命蓮さんが先にいた。やはり本を読んでいた。

本のタイトルは桜の育て方。

桜って・・一から育てるものなの・・・?


命蓮さんって・・・読書家。

彼は俺が入ったことに気付くと、本をパタンと閉じた。
そして、底冷えのする声で、告げた。


何故かこちらを向かずに。


「・・さて、寺とは、どういう所か教えなければなりませんね。」




「・・・何のことです・・・かね?」

微笑んでいるのが逆に怖かった。
目が一切笑っていないのも俺の恐怖を助長させた。

「煩悩を・・・大声で言う所ではないということから始めましょうか?」
「あは・・・・ははは・・はは・・。」

自分の顔が引きつっているのが良くわかった。




二時間あまり、俺は説教された。正座で。
別に正座を強要された訳じゃない。
彼がずっと正座だっただけなんです。

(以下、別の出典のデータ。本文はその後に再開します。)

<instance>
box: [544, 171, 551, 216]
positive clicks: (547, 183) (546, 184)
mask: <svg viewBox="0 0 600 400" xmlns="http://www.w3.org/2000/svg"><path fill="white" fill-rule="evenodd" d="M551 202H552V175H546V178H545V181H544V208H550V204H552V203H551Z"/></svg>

しかも座布団無しで。
話の要点は一貫していたので最終的には三周した。


ごめんなさい、命蓮さん。
有り難い有り難いしつこくて痺れる様な説教ではなく、
俺と丙さんを全力で殴って欲しかったです。

勿論、俺:丙さん 1:99 の力加減と回数で。

それも俺は巻物で、丙さんはこん棒か何かでお願いしたいです。


あとずっと優しい口調で言ってたので
後半は眠くて仕方が無かったです。



その後、命蓮さんは俺の分も一緒に布団を敷いて寝た。
やっぱり、善い人なんだろうけど・・・正義感強すぎてなぁ・・。

お礼を言って、足を揉みながらそんな事を考えた。

さて、俺も寝ようかな。


明かりを消そうとしたとき、あるものが目に入った。

それは、枕のそばにあった・・軽くクセのある一本の銀色の髪の毛。

「・・・。」


恐らく、今まで枕のどこかに引っかかってて今さっき落ちたのだろう。
俺が寝ている・・あの十日間の・・どこかで落ちたのかもしれない。

「・・・どうしたんですか?」
「ううん。なんでもないです。寝ましょう。」

「そう・・ですか・・。」
「はい。」



俺は明かりを消した。


その銀の糸を枕のそばに置いて。